South Korea bars leaflet drop over border with North
SEOUL, South Korea — Activists said Monday that they had succeeded in sending large balloons drifting into North Korea carrying tens of thousands of leaflets, despite South Korean police efforts to block the action and a threat from the North Korean government to retaliate with a military attack.
The threat of a military clash prompted the South Korean authorities to block the activists, mostly defectors from North Korea, from reaching Imjingak, a border village northwest of Seoul, where they had planned to release the balloons. Hundreds of South Korean farmers living in nearby villages were ordered to go to bomb shelters, and the alert level was raised all along the border.
But the activists said later that they had eluded police and released the balloons from an island west of Seoul instead.

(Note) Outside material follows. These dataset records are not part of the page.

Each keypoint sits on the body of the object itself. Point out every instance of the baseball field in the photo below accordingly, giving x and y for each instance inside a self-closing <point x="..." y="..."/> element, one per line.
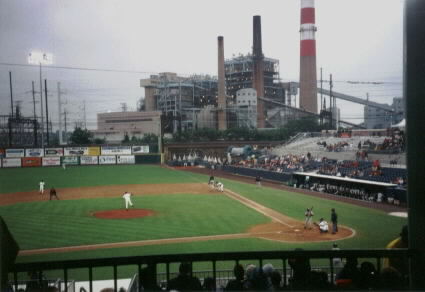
<point x="174" y="212"/>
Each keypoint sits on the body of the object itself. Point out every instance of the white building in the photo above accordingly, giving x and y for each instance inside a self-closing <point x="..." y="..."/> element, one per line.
<point x="246" y="104"/>
<point x="114" y="126"/>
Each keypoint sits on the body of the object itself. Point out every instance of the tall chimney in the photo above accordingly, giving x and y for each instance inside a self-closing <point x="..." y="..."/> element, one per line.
<point x="222" y="125"/>
<point x="308" y="78"/>
<point x="258" y="70"/>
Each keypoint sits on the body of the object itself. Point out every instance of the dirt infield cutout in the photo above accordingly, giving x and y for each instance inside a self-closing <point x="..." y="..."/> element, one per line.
<point x="123" y="214"/>
<point x="282" y="228"/>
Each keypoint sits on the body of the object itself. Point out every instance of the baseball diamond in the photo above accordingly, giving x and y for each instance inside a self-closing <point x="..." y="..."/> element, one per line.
<point x="174" y="209"/>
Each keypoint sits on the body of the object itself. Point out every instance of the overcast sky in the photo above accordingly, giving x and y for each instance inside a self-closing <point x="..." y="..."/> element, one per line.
<point x="357" y="40"/>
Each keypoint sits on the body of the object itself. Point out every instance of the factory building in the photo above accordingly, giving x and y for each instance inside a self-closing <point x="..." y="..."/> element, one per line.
<point x="113" y="127"/>
<point x="377" y="118"/>
<point x="239" y="75"/>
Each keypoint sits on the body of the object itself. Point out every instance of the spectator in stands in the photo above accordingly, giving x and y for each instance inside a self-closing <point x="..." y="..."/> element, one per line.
<point x="276" y="279"/>
<point x="319" y="281"/>
<point x="147" y="278"/>
<point x="184" y="281"/>
<point x="337" y="262"/>
<point x="238" y="283"/>
<point x="259" y="280"/>
<point x="308" y="218"/>
<point x="249" y="276"/>
<point x="368" y="276"/>
<point x="209" y="284"/>
<point x="349" y="276"/>
<point x="268" y="269"/>
<point x="390" y="279"/>
<point x="400" y="264"/>
<point x="323" y="226"/>
<point x="334" y="220"/>
<point x="258" y="180"/>
<point x="300" y="272"/>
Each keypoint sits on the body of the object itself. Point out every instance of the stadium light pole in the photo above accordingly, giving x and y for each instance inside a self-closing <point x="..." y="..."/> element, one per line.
<point x="39" y="58"/>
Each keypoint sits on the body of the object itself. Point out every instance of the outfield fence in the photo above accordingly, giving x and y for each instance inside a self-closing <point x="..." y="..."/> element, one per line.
<point x="214" y="259"/>
<point x="87" y="155"/>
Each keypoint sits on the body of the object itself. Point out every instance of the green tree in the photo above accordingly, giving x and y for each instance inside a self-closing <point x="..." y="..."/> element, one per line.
<point x="81" y="136"/>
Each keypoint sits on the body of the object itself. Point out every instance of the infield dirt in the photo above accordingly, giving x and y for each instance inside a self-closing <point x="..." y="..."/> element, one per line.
<point x="281" y="228"/>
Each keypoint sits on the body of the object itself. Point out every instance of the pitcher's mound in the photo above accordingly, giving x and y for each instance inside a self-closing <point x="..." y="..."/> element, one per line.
<point x="124" y="214"/>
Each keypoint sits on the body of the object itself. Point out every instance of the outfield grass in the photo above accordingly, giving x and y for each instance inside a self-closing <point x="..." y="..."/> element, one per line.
<point x="65" y="223"/>
<point x="27" y="179"/>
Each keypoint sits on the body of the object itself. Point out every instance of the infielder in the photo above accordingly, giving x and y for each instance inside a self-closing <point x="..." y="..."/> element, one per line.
<point x="41" y="184"/>
<point x="53" y="194"/>
<point x="308" y="218"/>
<point x="219" y="186"/>
<point x="127" y="199"/>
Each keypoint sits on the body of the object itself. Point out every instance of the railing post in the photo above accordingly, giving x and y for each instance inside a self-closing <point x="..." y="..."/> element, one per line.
<point x="65" y="279"/>
<point x="167" y="271"/>
<point x="214" y="271"/>
<point x="90" y="279"/>
<point x="15" y="280"/>
<point x="139" y="280"/>
<point x="115" y="279"/>
<point x="285" y="276"/>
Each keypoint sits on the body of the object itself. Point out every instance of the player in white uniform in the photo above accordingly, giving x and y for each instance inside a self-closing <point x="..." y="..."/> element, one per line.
<point x="219" y="186"/>
<point x="41" y="184"/>
<point x="127" y="199"/>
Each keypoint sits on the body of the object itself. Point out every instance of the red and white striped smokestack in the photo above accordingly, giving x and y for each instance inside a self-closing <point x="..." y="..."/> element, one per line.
<point x="308" y="77"/>
<point x="258" y="70"/>
<point x="221" y="116"/>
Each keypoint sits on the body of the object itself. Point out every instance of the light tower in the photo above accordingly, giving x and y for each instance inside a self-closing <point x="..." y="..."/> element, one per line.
<point x="308" y="78"/>
<point x="222" y="123"/>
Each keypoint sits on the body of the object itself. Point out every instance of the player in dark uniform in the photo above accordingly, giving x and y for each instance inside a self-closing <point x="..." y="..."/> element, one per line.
<point x="53" y="194"/>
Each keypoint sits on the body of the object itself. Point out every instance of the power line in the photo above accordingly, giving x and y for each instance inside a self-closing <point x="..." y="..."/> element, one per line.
<point x="80" y="68"/>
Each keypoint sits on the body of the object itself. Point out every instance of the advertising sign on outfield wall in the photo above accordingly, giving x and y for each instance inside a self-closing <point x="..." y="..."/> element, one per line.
<point x="126" y="159"/>
<point x="53" y="151"/>
<point x="12" y="153"/>
<point x="70" y="160"/>
<point x="94" y="151"/>
<point x="140" y="149"/>
<point x="109" y="159"/>
<point x="31" y="161"/>
<point x="34" y="152"/>
<point x="11" y="162"/>
<point x="116" y="150"/>
<point x="88" y="160"/>
<point x="51" y="161"/>
<point x="76" y="151"/>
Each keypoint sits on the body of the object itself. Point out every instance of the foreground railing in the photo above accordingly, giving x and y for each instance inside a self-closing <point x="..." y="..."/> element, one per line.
<point x="213" y="258"/>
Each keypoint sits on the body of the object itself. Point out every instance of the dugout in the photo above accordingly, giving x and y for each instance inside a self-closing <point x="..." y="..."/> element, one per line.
<point x="388" y="189"/>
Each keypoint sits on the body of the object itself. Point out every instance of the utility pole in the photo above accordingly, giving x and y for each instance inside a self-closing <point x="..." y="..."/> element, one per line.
<point x="33" y="100"/>
<point x="66" y="132"/>
<point x="47" y="110"/>
<point x="84" y="109"/>
<point x="367" y="110"/>
<point x="321" y="88"/>
<point x="11" y="92"/>
<point x="60" y="114"/>
<point x="35" y="116"/>
<point x="330" y="99"/>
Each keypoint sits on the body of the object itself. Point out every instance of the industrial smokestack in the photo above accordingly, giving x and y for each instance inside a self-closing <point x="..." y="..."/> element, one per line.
<point x="308" y="78"/>
<point x="258" y="70"/>
<point x="222" y="124"/>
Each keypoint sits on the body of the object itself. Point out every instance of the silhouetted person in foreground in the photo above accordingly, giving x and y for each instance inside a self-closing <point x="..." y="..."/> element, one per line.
<point x="238" y="283"/>
<point x="184" y="281"/>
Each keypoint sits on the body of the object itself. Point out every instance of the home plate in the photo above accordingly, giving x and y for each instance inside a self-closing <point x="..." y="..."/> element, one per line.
<point x="399" y="214"/>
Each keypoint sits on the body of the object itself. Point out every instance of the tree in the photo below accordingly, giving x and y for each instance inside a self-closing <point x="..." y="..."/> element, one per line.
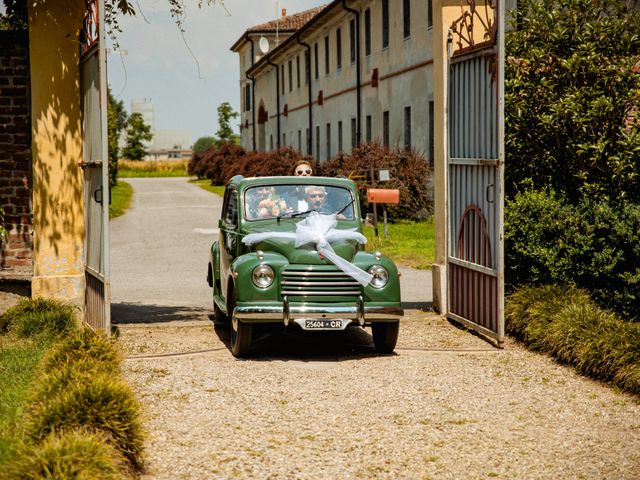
<point x="204" y="143"/>
<point x="225" y="114"/>
<point x="571" y="93"/>
<point x="116" y="123"/>
<point x="137" y="133"/>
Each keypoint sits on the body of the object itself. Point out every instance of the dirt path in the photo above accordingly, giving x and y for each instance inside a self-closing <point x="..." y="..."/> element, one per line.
<point x="447" y="405"/>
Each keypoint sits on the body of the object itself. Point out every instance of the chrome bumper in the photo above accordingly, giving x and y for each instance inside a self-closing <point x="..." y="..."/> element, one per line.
<point x="286" y="312"/>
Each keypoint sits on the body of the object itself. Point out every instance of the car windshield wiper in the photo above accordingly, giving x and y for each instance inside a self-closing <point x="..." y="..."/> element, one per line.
<point x="344" y="208"/>
<point x="295" y="214"/>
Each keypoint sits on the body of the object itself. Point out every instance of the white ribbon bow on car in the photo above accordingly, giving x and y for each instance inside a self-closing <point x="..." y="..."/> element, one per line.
<point x="320" y="230"/>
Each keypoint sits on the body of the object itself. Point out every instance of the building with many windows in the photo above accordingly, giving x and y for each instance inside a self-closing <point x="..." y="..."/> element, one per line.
<point x="346" y="73"/>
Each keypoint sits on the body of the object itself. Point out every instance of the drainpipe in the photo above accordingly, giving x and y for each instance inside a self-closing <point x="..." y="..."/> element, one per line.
<point x="277" y="96"/>
<point x="253" y="95"/>
<point x="308" y="79"/>
<point x="358" y="90"/>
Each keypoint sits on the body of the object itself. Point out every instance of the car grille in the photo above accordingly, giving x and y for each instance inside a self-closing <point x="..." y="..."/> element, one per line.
<point x="317" y="283"/>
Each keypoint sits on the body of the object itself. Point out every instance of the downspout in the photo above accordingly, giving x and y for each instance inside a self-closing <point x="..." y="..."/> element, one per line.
<point x="277" y="96"/>
<point x="358" y="89"/>
<point x="308" y="80"/>
<point x="253" y="95"/>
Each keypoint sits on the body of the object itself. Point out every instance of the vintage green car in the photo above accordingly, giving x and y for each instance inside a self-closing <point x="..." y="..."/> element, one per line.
<point x="291" y="253"/>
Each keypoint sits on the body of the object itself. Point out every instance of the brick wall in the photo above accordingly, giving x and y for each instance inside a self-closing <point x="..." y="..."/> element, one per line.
<point x="16" y="251"/>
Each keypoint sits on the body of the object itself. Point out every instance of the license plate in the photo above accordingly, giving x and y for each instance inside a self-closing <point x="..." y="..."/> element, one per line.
<point x="324" y="324"/>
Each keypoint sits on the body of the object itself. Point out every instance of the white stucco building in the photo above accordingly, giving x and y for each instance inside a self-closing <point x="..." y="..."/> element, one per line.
<point x="348" y="72"/>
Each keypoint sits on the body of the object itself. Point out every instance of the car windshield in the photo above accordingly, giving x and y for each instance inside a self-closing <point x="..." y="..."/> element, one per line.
<point x="273" y="201"/>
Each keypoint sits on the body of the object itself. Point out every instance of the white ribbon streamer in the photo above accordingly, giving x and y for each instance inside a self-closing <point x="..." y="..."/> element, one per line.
<point x="320" y="230"/>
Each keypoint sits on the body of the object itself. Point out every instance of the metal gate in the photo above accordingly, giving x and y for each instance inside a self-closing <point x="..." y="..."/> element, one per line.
<point x="95" y="166"/>
<point x="475" y="163"/>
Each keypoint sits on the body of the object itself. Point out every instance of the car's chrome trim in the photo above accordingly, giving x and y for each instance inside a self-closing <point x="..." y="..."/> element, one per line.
<point x="291" y="283"/>
<point x="317" y="293"/>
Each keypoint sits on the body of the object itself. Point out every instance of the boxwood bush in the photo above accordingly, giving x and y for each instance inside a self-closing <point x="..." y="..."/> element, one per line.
<point x="594" y="244"/>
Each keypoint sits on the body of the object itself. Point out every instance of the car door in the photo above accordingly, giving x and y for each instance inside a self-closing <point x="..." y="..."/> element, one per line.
<point x="228" y="236"/>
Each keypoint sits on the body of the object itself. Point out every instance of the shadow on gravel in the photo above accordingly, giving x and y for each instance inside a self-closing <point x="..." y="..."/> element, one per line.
<point x="294" y="344"/>
<point x="138" y="313"/>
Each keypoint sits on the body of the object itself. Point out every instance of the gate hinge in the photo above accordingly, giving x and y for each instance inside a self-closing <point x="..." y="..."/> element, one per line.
<point x="91" y="164"/>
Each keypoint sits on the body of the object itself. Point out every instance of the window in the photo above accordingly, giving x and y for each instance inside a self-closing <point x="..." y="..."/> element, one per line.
<point x="328" y="141"/>
<point x="385" y="128"/>
<point x="338" y="49"/>
<point x="352" y="40"/>
<point x="326" y="55"/>
<point x="406" y="18"/>
<point x="247" y="97"/>
<point x="431" y="133"/>
<point x="354" y="133"/>
<point x="315" y="55"/>
<point x="385" y="23"/>
<point x="307" y="67"/>
<point x="367" y="32"/>
<point x="407" y="127"/>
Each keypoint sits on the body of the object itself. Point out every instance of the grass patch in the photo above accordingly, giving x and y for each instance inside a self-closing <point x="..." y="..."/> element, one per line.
<point x="411" y="244"/>
<point x="206" y="185"/>
<point x="565" y="323"/>
<point x="152" y="168"/>
<point x="121" y="196"/>
<point x="18" y="365"/>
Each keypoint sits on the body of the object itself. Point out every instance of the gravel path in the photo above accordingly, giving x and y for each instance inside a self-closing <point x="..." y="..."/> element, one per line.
<point x="446" y="406"/>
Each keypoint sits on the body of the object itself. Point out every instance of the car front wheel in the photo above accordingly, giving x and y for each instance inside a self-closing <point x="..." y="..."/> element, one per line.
<point x="385" y="336"/>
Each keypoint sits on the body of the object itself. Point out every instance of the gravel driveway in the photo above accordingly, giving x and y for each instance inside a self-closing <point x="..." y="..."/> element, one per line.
<point x="446" y="405"/>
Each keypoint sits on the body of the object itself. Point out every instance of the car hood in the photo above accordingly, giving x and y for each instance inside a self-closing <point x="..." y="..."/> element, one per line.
<point x="304" y="254"/>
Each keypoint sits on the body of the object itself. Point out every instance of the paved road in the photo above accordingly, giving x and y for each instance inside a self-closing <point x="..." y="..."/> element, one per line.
<point x="159" y="253"/>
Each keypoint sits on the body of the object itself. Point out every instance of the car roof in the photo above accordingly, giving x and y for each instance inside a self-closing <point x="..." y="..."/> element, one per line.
<point x="246" y="182"/>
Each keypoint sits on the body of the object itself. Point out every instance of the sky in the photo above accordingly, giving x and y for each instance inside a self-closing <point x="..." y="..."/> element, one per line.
<point x="186" y="81"/>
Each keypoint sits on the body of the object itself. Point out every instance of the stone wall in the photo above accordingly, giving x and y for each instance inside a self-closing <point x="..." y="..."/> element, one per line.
<point x="16" y="252"/>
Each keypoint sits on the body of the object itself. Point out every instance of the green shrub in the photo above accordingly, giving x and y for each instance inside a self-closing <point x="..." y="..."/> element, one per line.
<point x="72" y="455"/>
<point x="594" y="245"/>
<point x="69" y="399"/>
<point x="39" y="317"/>
<point x="410" y="173"/>
<point x="565" y="323"/>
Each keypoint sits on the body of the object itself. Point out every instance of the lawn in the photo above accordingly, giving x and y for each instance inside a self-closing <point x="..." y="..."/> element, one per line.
<point x="120" y="199"/>
<point x="206" y="184"/>
<point x="18" y="365"/>
<point x="152" y="168"/>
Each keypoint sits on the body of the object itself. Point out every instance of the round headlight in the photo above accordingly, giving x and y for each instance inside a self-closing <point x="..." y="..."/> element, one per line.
<point x="263" y="276"/>
<point x="380" y="276"/>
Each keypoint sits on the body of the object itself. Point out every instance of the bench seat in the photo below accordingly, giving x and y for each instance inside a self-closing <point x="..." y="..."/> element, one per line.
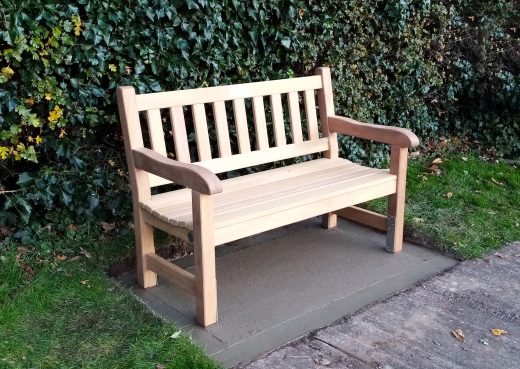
<point x="280" y="196"/>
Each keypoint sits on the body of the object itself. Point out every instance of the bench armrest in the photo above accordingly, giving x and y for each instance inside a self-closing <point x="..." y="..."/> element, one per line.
<point x="189" y="175"/>
<point x="390" y="135"/>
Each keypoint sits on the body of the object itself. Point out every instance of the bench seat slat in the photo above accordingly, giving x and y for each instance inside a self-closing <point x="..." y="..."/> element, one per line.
<point x="242" y="203"/>
<point x="239" y="110"/>
<point x="221" y="126"/>
<point x="238" y="161"/>
<point x="159" y="100"/>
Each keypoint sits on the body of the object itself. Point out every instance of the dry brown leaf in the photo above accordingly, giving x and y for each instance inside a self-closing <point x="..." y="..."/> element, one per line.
<point x="498" y="331"/>
<point x="107" y="227"/>
<point x="457" y="333"/>
<point x="434" y="169"/>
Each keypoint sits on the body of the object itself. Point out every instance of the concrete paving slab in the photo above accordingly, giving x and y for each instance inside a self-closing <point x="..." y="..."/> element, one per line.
<point x="279" y="285"/>
<point x="412" y="329"/>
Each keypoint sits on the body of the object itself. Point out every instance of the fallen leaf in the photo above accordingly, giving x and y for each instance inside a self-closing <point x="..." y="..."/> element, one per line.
<point x="499" y="255"/>
<point x="175" y="334"/>
<point x="107" y="227"/>
<point x="457" y="333"/>
<point x="61" y="257"/>
<point x="498" y="331"/>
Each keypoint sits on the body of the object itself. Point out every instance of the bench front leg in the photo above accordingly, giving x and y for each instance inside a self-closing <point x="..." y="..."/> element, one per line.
<point x="144" y="245"/>
<point x="396" y="201"/>
<point x="204" y="254"/>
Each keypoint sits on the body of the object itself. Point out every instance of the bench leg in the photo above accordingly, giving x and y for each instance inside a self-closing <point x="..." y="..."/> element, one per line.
<point x="329" y="220"/>
<point x="144" y="245"/>
<point x="204" y="254"/>
<point x="396" y="202"/>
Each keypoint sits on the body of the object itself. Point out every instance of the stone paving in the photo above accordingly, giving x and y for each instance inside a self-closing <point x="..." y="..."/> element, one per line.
<point x="413" y="329"/>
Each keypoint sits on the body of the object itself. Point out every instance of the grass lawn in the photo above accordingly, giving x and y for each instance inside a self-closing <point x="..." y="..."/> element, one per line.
<point x="469" y="207"/>
<point x="71" y="315"/>
<point x="67" y="313"/>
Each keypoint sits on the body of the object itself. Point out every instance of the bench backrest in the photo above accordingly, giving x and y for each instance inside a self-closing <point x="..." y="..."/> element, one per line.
<point x="303" y="137"/>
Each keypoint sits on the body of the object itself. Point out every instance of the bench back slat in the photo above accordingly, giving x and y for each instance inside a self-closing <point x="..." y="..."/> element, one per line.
<point x="212" y="122"/>
<point x="295" y="117"/>
<point x="221" y="126"/>
<point x="278" y="123"/>
<point x="201" y="132"/>
<point x="262" y="142"/>
<point x="159" y="100"/>
<point x="239" y="113"/>
<point x="310" y="113"/>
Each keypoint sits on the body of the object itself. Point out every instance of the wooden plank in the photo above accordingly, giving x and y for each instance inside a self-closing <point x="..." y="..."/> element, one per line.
<point x="204" y="255"/>
<point x="295" y="117"/>
<point x="201" y="132"/>
<point x="159" y="100"/>
<point x="278" y="123"/>
<point x="390" y="135"/>
<point x="239" y="111"/>
<point x="220" y="165"/>
<point x="180" y="138"/>
<point x="221" y="126"/>
<point x="171" y="272"/>
<point x="364" y="216"/>
<point x="153" y="119"/>
<point x="297" y="213"/>
<point x="181" y="233"/>
<point x="396" y="202"/>
<point x="262" y="141"/>
<point x="310" y="113"/>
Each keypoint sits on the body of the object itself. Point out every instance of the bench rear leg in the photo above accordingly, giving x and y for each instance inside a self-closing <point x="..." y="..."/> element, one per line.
<point x="396" y="202"/>
<point x="144" y="245"/>
<point x="204" y="254"/>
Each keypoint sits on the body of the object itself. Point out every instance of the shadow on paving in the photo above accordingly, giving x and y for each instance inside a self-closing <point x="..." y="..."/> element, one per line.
<point x="282" y="284"/>
<point x="413" y="329"/>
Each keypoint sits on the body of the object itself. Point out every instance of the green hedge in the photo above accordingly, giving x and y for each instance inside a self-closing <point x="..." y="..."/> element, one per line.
<point x="436" y="67"/>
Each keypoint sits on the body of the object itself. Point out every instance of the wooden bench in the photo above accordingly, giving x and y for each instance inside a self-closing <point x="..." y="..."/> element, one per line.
<point x="209" y="211"/>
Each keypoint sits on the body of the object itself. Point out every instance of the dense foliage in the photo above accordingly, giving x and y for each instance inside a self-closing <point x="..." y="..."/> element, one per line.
<point x="437" y="67"/>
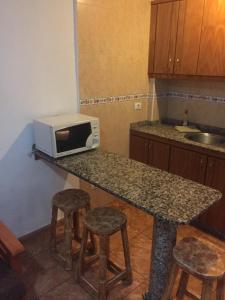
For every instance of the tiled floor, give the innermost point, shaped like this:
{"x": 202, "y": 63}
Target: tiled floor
{"x": 46, "y": 279}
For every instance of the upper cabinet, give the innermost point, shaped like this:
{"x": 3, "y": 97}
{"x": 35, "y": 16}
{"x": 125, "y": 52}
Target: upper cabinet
{"x": 163, "y": 38}
{"x": 187, "y": 38}
{"x": 212, "y": 48}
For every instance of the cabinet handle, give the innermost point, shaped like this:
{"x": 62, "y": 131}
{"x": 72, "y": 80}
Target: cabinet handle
{"x": 211, "y": 164}
{"x": 201, "y": 161}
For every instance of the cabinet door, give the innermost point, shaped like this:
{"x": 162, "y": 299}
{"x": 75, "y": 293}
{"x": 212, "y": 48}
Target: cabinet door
{"x": 139, "y": 148}
{"x": 212, "y": 47}
{"x": 188, "y": 164}
{"x": 188, "y": 36}
{"x": 164, "y": 36}
{"x": 215, "y": 178}
{"x": 158, "y": 155}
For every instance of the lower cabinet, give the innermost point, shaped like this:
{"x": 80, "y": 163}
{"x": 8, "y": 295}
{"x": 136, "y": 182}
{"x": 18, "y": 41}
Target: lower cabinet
{"x": 214, "y": 218}
{"x": 158, "y": 155}
{"x": 188, "y": 164}
{"x": 193, "y": 165}
{"x": 153, "y": 153}
{"x": 139, "y": 148}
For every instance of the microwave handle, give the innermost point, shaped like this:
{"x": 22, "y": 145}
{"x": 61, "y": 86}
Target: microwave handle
{"x": 89, "y": 142}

It was not immediately clear whether the balloons successfully scattered the leaflets over the isolated North, where the government struggles to keep nearly total control on its impoverished populace and bristles at any intrusion of outside news or opinion. There was no immediate response from North Korea.
Activist leaflets typically discuss the vast gaps between the economies and living standards in the North and the South, include lurid accounts of the luxuries that the North Korean ruling family enjoys and contradict the North’s official history books, which claim that the Korean War was started by the United States rather than by the North’s invasion of the South in 1950. Some leaflets carry Christian messages.
“We could not delay our plans to send the leaflets, because they carry our promise and love for our North Korean brothers,” the activists said on the website of Free North Korea Radio, a Seoul group that broadcasts outside news into the North.
Kim Seong-min, the head of the radio group and a leader of the leaflet campaign, criticized the South Korean authorities for blocking the activists from releasing balloons in the border village.
“South Korea is retreating under a North Korean threat,” he said. “Once you retreat under this kind of blackmail, you will continue to be pushed back.”
The North Korean threat of retaliation, issued Friday, was hardly unprecedented. Recently, the North has threatened to attack the Seoul office of President Lee Myung-bak, whom it has called a rat, and vowed to bombard the offices of major newspapers and television stations in the South that criticize the North.
Still, South Korean police took the threat seriously, erecting roadblocks, banning tourists and journalists from the area, and scuffling briefly with activists who tried to barge through their cordon.